The benefits continued to increase into the moderate-activity range but then appeared to level off, suggesting that the largest gains were seen when sedentary individuals became more active. This may offer a more approachable goal than the popular 10,000-steps-a-day target.

“We want to empower people to protect their brain and cognitive health by keeping physically active,” said first-author Wai-Ying Wendy Yau, a cognitive neurologist in the Mass General Brigham Department of Neurology. “Every step counts — and even small increases in daily activities can build over time to create sustained changes in habit and health.”

As an observational study, this research identifies strong associations but cannot definitively prove cause and effect. It is possible that individuals with the very earliest, subtle brain changes of preclinical Alzheimer’s were already becoming less physically active, a concept known as reverse causality.

The researchers conducted several sensitivity analyses to account for this possibility, and their results remained consistent. The study population was also primarily composed of highly educated, non-Hispanic white individuals, which means the findings might not be generalizable to all populations.

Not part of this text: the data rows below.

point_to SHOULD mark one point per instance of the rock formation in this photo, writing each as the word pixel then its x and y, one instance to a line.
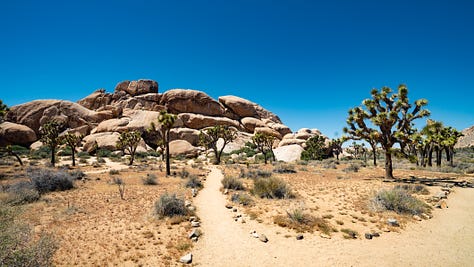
pixel 135 105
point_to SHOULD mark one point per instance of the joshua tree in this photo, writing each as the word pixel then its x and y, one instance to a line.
pixel 209 137
pixel 264 144
pixel 166 121
pixel 391 116
pixel 128 142
pixel 50 137
pixel 315 149
pixel 72 140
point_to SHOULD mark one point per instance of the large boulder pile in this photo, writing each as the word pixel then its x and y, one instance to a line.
pixel 135 105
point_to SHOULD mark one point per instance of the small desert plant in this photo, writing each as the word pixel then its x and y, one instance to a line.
pixel 184 173
pixel 349 233
pixel 121 186
pixel 169 205
pixel 150 179
pixel 17 246
pixel 242 198
pixel 284 168
pixel 353 167
pixel 230 182
pixel 45 180
pixel 271 188
pixel 400 201
pixel 194 182
pixel 22 193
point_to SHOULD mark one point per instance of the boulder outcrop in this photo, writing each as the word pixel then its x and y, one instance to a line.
pixel 12 133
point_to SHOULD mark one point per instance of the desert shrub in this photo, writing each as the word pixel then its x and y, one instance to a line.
pixel 230 182
pixel 103 153
pixel 301 222
pixel 413 189
pixel 349 233
pixel 169 205
pixel 22 193
pixel 271 188
pixel 46 180
pixel 242 198
pixel 184 173
pixel 150 179
pixel 254 173
pixel 193 182
pixel 400 201
pixel 353 167
pixel 284 168
pixel 43 152
pixel 17 246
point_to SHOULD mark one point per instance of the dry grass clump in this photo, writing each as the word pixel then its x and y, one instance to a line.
pixel 272 187
pixel 169 205
pixel 17 247
pixel 399 200
pixel 302 222
pixel 230 182
pixel 242 198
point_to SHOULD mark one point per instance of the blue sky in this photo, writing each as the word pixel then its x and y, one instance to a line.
pixel 307 61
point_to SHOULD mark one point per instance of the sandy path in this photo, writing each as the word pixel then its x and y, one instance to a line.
pixel 445 240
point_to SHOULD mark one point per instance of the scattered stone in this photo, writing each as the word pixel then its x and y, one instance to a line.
pixel 254 234
pixel 425 216
pixel 323 235
pixel 441 204
pixel 393 222
pixel 188 258
pixel 195 233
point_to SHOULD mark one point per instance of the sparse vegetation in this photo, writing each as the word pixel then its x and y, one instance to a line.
pixel 272 187
pixel 400 201
pixel 18 247
pixel 230 182
pixel 150 179
pixel 170 205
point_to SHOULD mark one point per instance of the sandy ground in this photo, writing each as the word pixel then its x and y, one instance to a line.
pixel 445 240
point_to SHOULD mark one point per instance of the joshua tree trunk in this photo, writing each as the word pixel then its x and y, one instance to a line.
pixel 388 166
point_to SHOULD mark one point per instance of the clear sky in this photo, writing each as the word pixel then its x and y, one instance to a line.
pixel 307 61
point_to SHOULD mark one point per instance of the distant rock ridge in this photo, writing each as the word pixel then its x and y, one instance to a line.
pixel 134 105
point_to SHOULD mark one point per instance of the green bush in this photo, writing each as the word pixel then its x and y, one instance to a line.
pixel 400 201
pixel 193 182
pixel 271 188
pixel 169 205
pixel 45 180
pixel 150 179
pixel 17 245
pixel 234 183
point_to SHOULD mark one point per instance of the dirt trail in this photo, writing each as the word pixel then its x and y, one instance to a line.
pixel 445 240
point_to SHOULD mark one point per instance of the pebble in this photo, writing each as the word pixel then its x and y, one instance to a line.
pixel 188 258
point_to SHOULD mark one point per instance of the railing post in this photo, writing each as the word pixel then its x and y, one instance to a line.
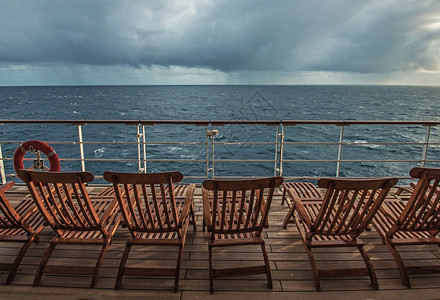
pixel 426 144
pixel 138 141
pixel 212 152
pixel 2 166
pixel 280 139
pixel 81 148
pixel 144 139
pixel 341 138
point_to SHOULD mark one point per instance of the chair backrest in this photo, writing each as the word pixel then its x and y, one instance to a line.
pixel 349 205
pixel 147 201
pixel 239 206
pixel 63 200
pixel 422 211
pixel 9 218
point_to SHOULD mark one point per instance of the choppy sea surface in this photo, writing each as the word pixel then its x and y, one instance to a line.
pixel 228 103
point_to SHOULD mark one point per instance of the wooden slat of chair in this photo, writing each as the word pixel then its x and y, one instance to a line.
pixel 63 200
pixel 338 219
pixel 301 190
pixel 413 222
pixel 22 223
pixel 235 213
pixel 156 213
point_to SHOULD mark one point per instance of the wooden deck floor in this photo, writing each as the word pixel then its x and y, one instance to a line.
pixel 290 268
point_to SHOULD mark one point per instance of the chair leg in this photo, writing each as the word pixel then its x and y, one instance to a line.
pixel 314 268
pixel 179 258
pixel 193 216
pixel 288 216
pixel 17 261
pixel 266 263
pixel 371 272
pixel 211 271
pixel 43 263
pixel 99 263
pixel 283 198
pixel 122 266
pixel 400 264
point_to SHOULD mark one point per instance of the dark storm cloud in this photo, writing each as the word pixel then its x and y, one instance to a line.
pixel 229 35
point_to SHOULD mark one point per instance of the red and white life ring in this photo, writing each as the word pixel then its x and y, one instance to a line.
pixel 40 146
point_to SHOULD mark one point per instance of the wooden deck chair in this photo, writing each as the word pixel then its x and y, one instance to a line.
pixel 301 191
pixel 63 200
pixel 235 213
pixel 338 219
pixel 154 216
pixel 22 223
pixel 415 222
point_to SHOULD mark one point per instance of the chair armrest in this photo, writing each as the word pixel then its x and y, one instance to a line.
pixel 27 214
pixel 206 209
pixel 188 202
pixel 109 211
pixel 7 186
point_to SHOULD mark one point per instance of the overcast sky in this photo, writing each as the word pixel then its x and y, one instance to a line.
pixel 54 42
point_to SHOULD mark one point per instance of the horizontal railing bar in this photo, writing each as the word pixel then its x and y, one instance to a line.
pixel 244 143
pixel 352 160
pixel 225 122
pixel 174 143
pixel 359 143
pixel 243 160
pixel 182 160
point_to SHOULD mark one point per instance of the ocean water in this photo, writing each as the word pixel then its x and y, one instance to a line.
pixel 226 103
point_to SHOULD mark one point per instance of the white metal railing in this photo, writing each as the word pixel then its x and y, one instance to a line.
pixel 211 151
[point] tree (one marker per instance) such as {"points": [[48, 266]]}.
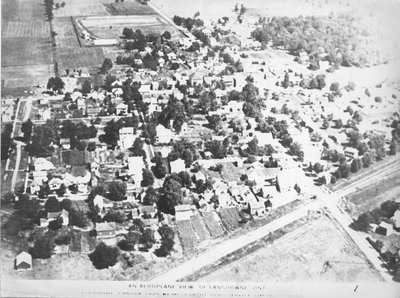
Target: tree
{"points": [[78, 218], [104, 256], [366, 159], [151, 196], [344, 170], [362, 222], [166, 35], [214, 122], [52, 205], [171, 196], [56, 224], [295, 149], [148, 178], [66, 204], [114, 216], [334, 87], [116, 191]]}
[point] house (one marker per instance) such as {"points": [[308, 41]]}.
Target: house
{"points": [[65, 143], [177, 166], [164, 135], [196, 78], [76, 157], [183, 212], [135, 168], [117, 92], [42, 164], [149, 210], [64, 214], [23, 261], [384, 228], [121, 109], [257, 208], [351, 153], [126, 137], [106, 231], [396, 219]]}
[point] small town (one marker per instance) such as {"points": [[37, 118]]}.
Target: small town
{"points": [[160, 145]]}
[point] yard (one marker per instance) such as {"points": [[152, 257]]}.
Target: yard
{"points": [[300, 255]]}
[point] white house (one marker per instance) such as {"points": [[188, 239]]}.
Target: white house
{"points": [[164, 135], [177, 166], [135, 168]]}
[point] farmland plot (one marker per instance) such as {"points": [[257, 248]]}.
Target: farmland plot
{"points": [[300, 255], [25, 51], [66, 36], [129, 8], [79, 58], [23, 29]]}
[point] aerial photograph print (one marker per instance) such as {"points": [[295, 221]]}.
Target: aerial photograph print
{"points": [[198, 142]]}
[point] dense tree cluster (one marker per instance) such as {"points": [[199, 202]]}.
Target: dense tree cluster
{"points": [[342, 37]]}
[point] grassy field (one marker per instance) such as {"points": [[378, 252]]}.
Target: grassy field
{"points": [[370, 197], [66, 36], [129, 8], [112, 26], [26, 47], [79, 58], [300, 255]]}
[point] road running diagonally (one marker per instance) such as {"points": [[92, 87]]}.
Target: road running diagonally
{"points": [[328, 201]]}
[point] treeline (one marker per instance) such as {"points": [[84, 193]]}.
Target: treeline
{"points": [[343, 39]]}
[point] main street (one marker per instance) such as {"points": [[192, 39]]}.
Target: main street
{"points": [[25, 117], [328, 201]]}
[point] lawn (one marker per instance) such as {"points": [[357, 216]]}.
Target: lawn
{"points": [[300, 255]]}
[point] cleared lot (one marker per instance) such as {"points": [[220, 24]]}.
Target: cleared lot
{"points": [[300, 255]]}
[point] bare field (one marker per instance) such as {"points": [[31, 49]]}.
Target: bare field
{"points": [[129, 8], [25, 29], [300, 255], [110, 27], [66, 36], [375, 194], [79, 58], [25, 75]]}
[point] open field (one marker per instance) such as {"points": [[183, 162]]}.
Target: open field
{"points": [[300, 255], [129, 8], [370, 197], [66, 36], [110, 27], [25, 75], [26, 51], [79, 58]]}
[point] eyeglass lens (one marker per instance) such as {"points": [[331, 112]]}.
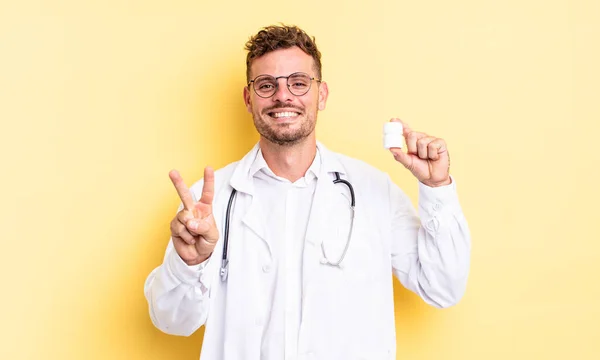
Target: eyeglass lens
{"points": [[266, 85]]}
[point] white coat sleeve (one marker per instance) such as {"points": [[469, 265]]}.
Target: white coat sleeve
{"points": [[431, 251], [178, 294]]}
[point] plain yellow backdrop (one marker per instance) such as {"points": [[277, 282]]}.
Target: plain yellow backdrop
{"points": [[100, 99]]}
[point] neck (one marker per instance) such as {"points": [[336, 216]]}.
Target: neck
{"points": [[289, 162]]}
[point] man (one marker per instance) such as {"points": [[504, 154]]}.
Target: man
{"points": [[282, 265]]}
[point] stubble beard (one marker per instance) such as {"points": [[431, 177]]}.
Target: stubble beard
{"points": [[281, 134]]}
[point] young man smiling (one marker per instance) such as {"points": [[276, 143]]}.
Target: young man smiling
{"points": [[289, 252]]}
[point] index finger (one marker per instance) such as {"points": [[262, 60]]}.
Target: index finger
{"points": [[182, 190], [208, 189]]}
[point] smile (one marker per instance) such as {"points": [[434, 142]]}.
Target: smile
{"points": [[283, 114]]}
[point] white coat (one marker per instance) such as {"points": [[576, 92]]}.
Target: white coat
{"points": [[347, 312]]}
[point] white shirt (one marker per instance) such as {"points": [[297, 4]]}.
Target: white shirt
{"points": [[347, 312], [286, 207]]}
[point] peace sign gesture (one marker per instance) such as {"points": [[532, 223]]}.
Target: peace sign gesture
{"points": [[426, 157], [193, 230]]}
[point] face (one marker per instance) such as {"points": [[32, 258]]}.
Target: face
{"points": [[285, 119]]}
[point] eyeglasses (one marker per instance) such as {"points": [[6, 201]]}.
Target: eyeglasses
{"points": [[266, 86]]}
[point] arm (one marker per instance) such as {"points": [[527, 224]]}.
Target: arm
{"points": [[431, 255], [178, 295], [178, 290]]}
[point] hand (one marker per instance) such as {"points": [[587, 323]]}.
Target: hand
{"points": [[427, 157], [193, 230]]}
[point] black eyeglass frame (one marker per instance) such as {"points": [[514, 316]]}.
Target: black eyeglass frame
{"points": [[287, 79]]}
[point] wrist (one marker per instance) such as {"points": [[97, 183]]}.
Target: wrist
{"points": [[445, 182]]}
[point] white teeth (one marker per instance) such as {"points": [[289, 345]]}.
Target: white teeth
{"points": [[285, 114]]}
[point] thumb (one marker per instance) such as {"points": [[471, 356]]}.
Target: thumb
{"points": [[401, 157]]}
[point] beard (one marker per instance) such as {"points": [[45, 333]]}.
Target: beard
{"points": [[284, 134]]}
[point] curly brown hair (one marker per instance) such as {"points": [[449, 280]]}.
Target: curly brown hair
{"points": [[282, 36]]}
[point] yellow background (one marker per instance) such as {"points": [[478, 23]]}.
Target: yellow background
{"points": [[100, 99]]}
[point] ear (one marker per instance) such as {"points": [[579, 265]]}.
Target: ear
{"points": [[247, 100], [323, 94]]}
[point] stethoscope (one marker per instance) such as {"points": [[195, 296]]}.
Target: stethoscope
{"points": [[325, 260]]}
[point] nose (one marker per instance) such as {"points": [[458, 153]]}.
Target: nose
{"points": [[282, 94]]}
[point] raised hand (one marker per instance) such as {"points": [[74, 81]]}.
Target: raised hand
{"points": [[426, 157], [193, 230]]}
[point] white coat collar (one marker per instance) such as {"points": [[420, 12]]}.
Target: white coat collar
{"points": [[242, 179]]}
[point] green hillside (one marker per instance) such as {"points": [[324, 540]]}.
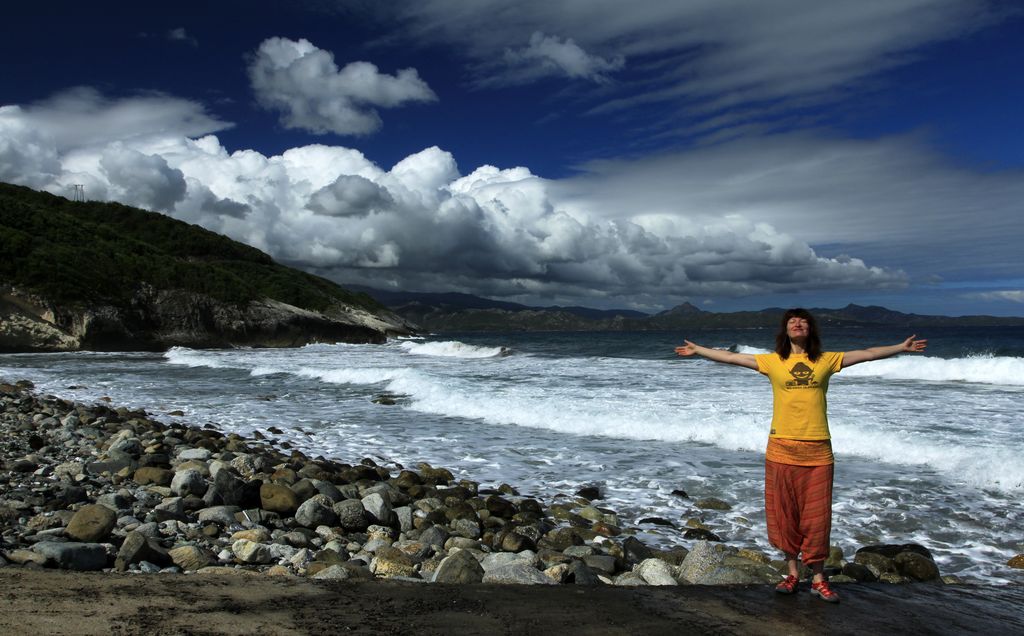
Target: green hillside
{"points": [[101, 252]]}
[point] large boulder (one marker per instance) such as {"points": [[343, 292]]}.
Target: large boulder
{"points": [[73, 555], [519, 574], [279, 498], [91, 523], [136, 548], [460, 566], [702, 559], [315, 511]]}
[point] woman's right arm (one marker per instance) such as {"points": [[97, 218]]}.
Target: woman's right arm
{"points": [[718, 355]]}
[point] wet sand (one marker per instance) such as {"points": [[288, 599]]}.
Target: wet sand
{"points": [[61, 602]]}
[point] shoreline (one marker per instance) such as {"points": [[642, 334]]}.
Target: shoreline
{"points": [[176, 485], [95, 488], [74, 603]]}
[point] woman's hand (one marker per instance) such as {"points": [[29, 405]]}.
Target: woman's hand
{"points": [[687, 349], [911, 345]]}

Looking ahead, the research team plans to explore which aspects of physical activity, such as intensity or consistency, might be most important for brain health. They also intend to investigate the biological mechanisms that could connect physical activity to reduced tau accumulation. The results of this study could help in designing future clinical trials that test exercise interventions, especially by suggesting that enrolling sedentary individuals who have elevated brain amyloid may be the best way to detect a protective effect.

The study, “Physical activity as a modifiable risk factor in preclinical Alzheimer’s disease,” was authored by Wai-Ying Wendy Yau, Dylan R. Kirn, Jennifer S. Rabin, Michael J. Properzi, Aaron P. Schultz, Zahra Shirzadi, Kailee Palmgren, Paola Matos, Courtney Maa, Jeremy J. Pruzin, Stephanie A. Schultz, Rachel F. Buckley, Dorene M. Rentz, Keith A. Johnson, Reisa A. Sperling, and Jasmeer P. Chhatwal.